Au-delà de la catastrophe, la réflexion doit se poursuivre. Que dis-je, elle doit se faire plus aiguë. Sur les 28750 Km2 de grappillage et d’encombrement humain que peut-on entreprendre de prometteur sans une vision gestionnaire et une légitimité populaire ? Et que peut-on réussir sans une gestion ferme, sinon autoritaire ? Ce qui ne veut pas dire tyrannique ni n’exclut l’indispensable travail d’éducation citoyenne permanente. Comment obliger des miséreux et des grappilleurs à respecter l’environnement, à se soumettre à la discipline de travail et d‘organisation, à se soucier du bien public, à être citoyen en somme. Dans de telles conditions, la responsabilité de dirigeants déterminés, imbus de leur mission citoyenne, n’en est que plus grande. Elle est d’abord essentiellement politique, c’est-à-dire compétence et courage dans les prises de décision, sagesse et intelligence dans la transmission pédagogique. On ne réussira rien sans de bonnes décisions et sans le courage du suivi dans leur application, sans aussi prendre le risque de ne pas réussir.
La politique n’a jamais été aussi essentielle dans cette nation à achever, dans ce pays à normaliser.
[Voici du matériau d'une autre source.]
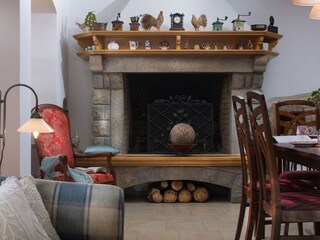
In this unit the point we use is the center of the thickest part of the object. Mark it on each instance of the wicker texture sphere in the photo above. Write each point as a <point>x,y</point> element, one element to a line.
<point>182,133</point>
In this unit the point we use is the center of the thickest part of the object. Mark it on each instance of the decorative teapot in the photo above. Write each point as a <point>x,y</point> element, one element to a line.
<point>206,46</point>
<point>112,45</point>
<point>133,45</point>
<point>164,44</point>
<point>134,19</point>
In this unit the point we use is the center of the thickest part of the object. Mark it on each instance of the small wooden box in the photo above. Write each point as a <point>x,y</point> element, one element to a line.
<point>134,26</point>
<point>117,25</point>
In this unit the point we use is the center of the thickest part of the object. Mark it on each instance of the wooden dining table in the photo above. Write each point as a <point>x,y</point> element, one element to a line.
<point>306,156</point>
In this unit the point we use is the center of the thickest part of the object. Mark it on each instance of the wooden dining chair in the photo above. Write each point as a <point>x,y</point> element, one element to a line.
<point>250,180</point>
<point>282,207</point>
<point>291,113</point>
<point>249,169</point>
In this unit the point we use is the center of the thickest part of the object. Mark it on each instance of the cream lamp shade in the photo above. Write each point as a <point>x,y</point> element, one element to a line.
<point>315,12</point>
<point>36,126</point>
<point>305,2</point>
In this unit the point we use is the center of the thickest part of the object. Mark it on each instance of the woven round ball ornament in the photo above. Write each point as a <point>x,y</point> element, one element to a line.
<point>182,133</point>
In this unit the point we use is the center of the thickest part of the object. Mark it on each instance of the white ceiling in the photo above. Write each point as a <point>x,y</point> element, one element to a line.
<point>43,6</point>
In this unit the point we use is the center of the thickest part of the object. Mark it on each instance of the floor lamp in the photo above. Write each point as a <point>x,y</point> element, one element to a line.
<point>35,124</point>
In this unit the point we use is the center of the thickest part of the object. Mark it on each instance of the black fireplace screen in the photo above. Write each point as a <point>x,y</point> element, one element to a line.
<point>163,114</point>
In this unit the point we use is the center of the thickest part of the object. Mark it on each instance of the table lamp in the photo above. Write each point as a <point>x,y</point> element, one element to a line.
<point>35,124</point>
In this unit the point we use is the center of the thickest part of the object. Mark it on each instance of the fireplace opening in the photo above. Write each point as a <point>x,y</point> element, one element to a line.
<point>158,101</point>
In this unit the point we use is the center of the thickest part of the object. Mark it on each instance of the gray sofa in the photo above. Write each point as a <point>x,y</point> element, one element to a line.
<point>83,211</point>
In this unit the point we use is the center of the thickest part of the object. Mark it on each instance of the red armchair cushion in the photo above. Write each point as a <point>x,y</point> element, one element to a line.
<point>58,142</point>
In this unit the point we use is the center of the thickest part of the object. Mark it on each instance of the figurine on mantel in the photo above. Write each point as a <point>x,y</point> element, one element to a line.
<point>88,23</point>
<point>117,24</point>
<point>197,23</point>
<point>272,28</point>
<point>149,21</point>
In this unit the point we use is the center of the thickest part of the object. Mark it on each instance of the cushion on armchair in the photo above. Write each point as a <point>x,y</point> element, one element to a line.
<point>99,149</point>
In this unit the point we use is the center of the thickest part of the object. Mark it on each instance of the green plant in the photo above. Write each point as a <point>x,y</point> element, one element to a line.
<point>90,20</point>
<point>315,97</point>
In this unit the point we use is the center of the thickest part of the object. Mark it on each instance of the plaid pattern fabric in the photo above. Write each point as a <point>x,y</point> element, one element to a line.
<point>83,211</point>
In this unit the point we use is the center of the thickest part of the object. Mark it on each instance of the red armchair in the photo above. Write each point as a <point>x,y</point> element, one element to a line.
<point>59,143</point>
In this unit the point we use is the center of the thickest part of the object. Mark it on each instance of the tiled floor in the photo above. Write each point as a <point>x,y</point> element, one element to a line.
<point>214,220</point>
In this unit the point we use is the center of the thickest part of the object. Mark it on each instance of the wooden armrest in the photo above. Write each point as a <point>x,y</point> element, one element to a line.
<point>102,159</point>
<point>64,161</point>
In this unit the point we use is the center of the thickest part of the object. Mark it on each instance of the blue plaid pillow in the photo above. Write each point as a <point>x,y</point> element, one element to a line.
<point>98,149</point>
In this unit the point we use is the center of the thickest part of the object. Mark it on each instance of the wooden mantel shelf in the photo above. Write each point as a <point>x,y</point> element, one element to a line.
<point>168,160</point>
<point>263,42</point>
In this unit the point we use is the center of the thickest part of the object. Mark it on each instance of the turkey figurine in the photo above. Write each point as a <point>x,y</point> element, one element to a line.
<point>149,21</point>
<point>197,23</point>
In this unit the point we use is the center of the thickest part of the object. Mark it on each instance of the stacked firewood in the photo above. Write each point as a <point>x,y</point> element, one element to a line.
<point>177,191</point>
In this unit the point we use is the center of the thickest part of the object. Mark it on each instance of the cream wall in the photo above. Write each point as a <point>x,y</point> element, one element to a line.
<point>9,69</point>
<point>296,70</point>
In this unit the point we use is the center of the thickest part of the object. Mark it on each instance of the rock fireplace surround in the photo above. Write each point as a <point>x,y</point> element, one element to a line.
<point>111,116</point>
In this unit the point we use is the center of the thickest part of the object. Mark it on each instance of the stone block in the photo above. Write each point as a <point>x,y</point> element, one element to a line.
<point>101,128</point>
<point>257,81</point>
<point>101,96</point>
<point>101,112</point>
<point>96,63</point>
<point>238,81</point>
<point>116,81</point>
<point>98,141</point>
<point>106,81</point>
<point>97,81</point>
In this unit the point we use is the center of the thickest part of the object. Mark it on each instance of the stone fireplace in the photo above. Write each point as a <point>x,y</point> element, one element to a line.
<point>118,81</point>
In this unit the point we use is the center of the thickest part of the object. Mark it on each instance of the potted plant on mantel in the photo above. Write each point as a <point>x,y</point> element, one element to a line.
<point>315,97</point>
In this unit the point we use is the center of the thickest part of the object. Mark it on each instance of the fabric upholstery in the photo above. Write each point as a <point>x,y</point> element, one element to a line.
<point>35,202</point>
<point>99,149</point>
<point>17,220</point>
<point>58,142</point>
<point>300,201</point>
<point>83,211</point>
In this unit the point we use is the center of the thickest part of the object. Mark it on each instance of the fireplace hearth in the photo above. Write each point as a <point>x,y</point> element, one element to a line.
<point>161,100</point>
<point>124,86</point>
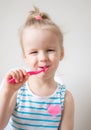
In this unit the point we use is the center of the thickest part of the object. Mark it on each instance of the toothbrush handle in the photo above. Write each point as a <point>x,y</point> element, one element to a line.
<point>12,80</point>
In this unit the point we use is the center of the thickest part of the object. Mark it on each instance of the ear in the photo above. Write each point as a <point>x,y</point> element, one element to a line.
<point>62,54</point>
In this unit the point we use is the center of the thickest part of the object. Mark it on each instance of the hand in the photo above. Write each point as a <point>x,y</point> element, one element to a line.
<point>20,77</point>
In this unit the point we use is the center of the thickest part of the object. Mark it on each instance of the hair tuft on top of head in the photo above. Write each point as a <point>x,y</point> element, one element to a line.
<point>31,18</point>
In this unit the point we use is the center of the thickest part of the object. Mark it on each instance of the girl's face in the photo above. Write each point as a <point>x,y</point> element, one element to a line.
<point>41,50</point>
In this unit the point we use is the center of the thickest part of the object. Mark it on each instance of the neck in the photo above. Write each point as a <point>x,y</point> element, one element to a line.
<point>34,81</point>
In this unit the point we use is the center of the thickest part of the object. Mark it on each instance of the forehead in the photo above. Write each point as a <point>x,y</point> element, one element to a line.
<point>37,36</point>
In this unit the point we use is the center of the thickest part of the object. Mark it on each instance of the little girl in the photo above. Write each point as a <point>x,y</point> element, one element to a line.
<point>37,102</point>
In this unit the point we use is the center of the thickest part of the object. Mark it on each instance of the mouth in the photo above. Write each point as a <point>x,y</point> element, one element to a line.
<point>44,67</point>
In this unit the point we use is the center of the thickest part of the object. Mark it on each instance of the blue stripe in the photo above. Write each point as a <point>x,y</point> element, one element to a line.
<point>32,107</point>
<point>43,126</point>
<point>34,113</point>
<point>22,118</point>
<point>39,102</point>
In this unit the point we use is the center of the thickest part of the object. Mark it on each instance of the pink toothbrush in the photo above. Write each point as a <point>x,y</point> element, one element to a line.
<point>12,80</point>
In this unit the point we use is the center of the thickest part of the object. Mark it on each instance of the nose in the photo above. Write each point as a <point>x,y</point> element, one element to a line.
<point>43,56</point>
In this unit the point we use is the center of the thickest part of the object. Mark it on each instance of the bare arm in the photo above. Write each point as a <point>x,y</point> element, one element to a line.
<point>68,113</point>
<point>8,95</point>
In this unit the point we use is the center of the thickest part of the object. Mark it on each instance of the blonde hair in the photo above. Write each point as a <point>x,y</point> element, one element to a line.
<point>44,23</point>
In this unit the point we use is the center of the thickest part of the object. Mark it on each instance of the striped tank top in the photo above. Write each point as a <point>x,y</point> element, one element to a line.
<point>37,113</point>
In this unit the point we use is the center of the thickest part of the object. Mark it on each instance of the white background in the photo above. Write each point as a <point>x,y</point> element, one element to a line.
<point>74,18</point>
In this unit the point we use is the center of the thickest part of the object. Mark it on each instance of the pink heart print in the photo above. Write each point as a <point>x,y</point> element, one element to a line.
<point>54,110</point>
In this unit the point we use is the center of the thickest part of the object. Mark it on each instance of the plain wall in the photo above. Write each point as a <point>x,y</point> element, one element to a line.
<point>74,18</point>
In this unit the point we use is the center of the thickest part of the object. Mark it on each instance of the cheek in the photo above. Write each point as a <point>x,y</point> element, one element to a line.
<point>32,61</point>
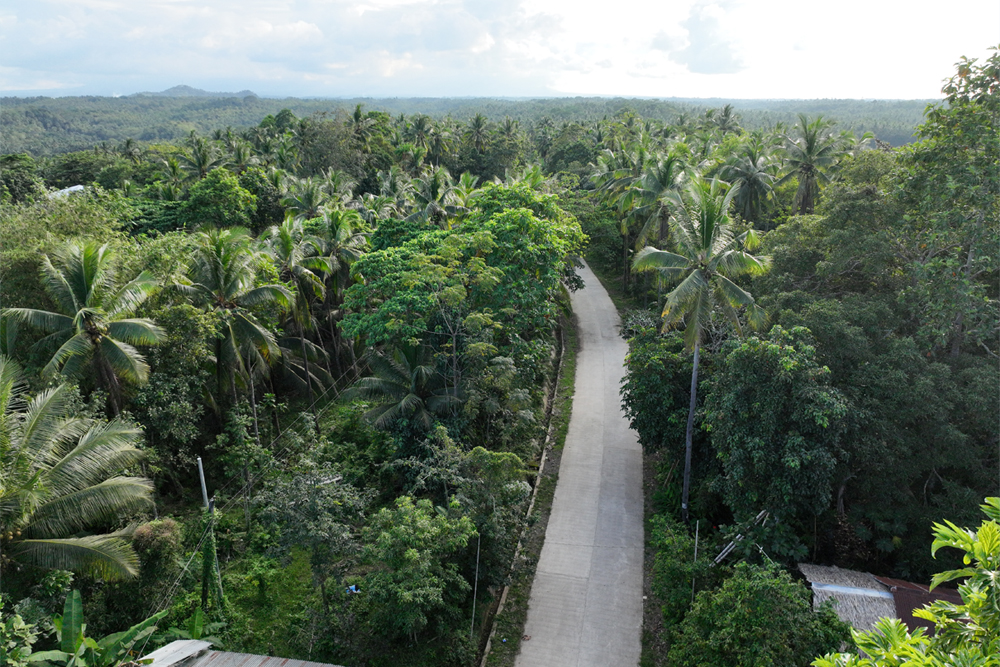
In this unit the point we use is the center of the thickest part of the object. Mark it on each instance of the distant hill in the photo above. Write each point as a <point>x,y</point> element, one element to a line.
<point>188,91</point>
<point>51,125</point>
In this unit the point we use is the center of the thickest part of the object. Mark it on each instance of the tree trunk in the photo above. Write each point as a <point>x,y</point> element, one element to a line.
<point>690,433</point>
<point>305,361</point>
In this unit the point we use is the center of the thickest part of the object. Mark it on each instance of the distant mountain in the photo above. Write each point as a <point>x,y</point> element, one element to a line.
<point>188,91</point>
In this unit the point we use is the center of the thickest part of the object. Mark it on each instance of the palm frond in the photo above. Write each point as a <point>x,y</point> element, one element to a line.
<point>99,504</point>
<point>104,556</point>
<point>265,294</point>
<point>124,360</point>
<point>132,295</point>
<point>77,346</point>
<point>41,319</point>
<point>650,258</point>
<point>137,331</point>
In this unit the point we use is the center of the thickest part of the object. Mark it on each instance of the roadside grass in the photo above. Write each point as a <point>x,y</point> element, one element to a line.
<point>509,623</point>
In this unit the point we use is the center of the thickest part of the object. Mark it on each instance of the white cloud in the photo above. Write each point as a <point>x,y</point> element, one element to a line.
<point>687,48</point>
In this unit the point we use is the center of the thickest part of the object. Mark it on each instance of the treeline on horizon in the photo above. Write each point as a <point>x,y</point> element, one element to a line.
<point>52,125</point>
<point>352,320</point>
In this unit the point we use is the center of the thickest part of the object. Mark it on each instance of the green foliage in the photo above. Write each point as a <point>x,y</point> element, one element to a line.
<point>656,389</point>
<point>776,425</point>
<point>316,511</point>
<point>964,634</point>
<point>218,200</point>
<point>60,476</point>
<point>16,639</point>
<point>92,327</point>
<point>759,617</point>
<point>19,183</point>
<point>268,209</point>
<point>675,572</point>
<point>414,583</point>
<point>31,230</point>
<point>952,210</point>
<point>78,650</point>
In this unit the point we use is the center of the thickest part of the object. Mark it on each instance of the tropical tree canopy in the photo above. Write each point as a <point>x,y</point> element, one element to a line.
<point>93,326</point>
<point>61,478</point>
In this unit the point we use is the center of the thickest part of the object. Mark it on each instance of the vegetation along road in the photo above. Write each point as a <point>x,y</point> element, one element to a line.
<point>586,602</point>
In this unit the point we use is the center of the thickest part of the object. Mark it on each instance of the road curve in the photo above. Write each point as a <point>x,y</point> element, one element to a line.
<point>585,607</point>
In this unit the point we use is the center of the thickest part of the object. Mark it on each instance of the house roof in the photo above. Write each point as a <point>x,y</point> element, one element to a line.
<point>858,599</point>
<point>861,599</point>
<point>909,596</point>
<point>195,653</point>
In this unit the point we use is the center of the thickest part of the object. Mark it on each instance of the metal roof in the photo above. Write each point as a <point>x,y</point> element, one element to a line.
<point>226,659</point>
<point>858,599</point>
<point>194,653</point>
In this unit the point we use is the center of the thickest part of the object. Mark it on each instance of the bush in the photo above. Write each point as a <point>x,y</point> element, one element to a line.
<point>759,617</point>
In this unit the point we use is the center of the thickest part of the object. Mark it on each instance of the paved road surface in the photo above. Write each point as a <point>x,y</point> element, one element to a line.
<point>586,601</point>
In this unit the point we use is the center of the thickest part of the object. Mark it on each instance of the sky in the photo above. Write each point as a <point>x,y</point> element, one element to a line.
<point>736,49</point>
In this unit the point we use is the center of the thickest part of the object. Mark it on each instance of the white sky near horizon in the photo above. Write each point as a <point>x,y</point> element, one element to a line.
<point>738,49</point>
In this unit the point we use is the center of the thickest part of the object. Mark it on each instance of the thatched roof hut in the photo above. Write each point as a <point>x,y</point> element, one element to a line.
<point>858,598</point>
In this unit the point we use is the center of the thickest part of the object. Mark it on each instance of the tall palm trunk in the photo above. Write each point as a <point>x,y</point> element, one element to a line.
<point>305,360</point>
<point>690,433</point>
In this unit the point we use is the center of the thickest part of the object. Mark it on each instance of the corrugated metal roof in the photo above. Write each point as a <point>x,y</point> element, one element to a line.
<point>858,599</point>
<point>226,659</point>
<point>192,653</point>
<point>910,596</point>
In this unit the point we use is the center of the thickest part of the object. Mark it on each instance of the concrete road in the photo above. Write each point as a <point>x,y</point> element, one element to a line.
<point>586,601</point>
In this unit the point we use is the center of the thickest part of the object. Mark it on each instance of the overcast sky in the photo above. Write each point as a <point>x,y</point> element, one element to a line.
<point>889,49</point>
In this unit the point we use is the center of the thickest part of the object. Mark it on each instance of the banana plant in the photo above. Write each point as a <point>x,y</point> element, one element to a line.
<point>196,628</point>
<point>78,650</point>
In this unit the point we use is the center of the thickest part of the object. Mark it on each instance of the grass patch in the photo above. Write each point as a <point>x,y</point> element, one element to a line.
<point>509,623</point>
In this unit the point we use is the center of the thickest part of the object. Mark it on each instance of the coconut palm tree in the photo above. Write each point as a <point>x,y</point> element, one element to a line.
<point>221,277</point>
<point>752,170</point>
<point>405,385</point>
<point>650,198</point>
<point>93,324</point>
<point>434,197</point>
<point>708,254</point>
<point>811,154</point>
<point>306,198</point>
<point>396,185</point>
<point>202,157</point>
<point>298,258</point>
<point>420,131</point>
<point>60,477</point>
<point>478,132</point>
<point>465,189</point>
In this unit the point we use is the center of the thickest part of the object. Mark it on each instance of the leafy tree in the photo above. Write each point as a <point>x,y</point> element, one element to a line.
<point>202,157</point>
<point>18,181</point>
<point>752,170</point>
<point>315,510</point>
<point>414,583</point>
<point>776,425</point>
<point>406,385</point>
<point>222,277</point>
<point>709,254</point>
<point>810,156</point>
<point>75,648</point>
<point>759,617</point>
<point>964,634</point>
<point>268,210</point>
<point>92,326</point>
<point>218,199</point>
<point>949,233</point>
<point>61,476</point>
C’est la question fondamentale. À chaque rupture de l’ordre politique, Les normalisations s’opéraient hier (1946, 1950, 1957) à coups de force, de magouilles, de refoulements. Et les problèmes de société restaient non résolus. Aujourd’hui, ce n’est plus possible. On s’en rend compte depuis dix-huit ans qu’on tourne en rond dans l’improvisation, dans l’arrogance et dans la couardise. Il faudra sérier encore plus, sans relâche et sans concession, les problèmes de la transition : sécurité, élections, urgences environnementales, entre autres. Il faudra faire montre de vigilance citoyenne pour en garantir la réussite, neutraliser les pêcheurs en eau trouble. Il faudra renforcer le leadership du pouvoir de transition, veiller à sa cohésion. Ce qui ne veut pas dire donner carte blanche au gouvernement et se garder de le critiquer. D’ailleurs, dans mon esprit, lorsque je parle de pouvoir de transition, je réfère, outre le pouvoir exécutif, aux autres institutions du consensus de transition aussi bien qu’à tous les acteurs nationaux et internationaux qui se sont engagés à sortir Haïti de la crise.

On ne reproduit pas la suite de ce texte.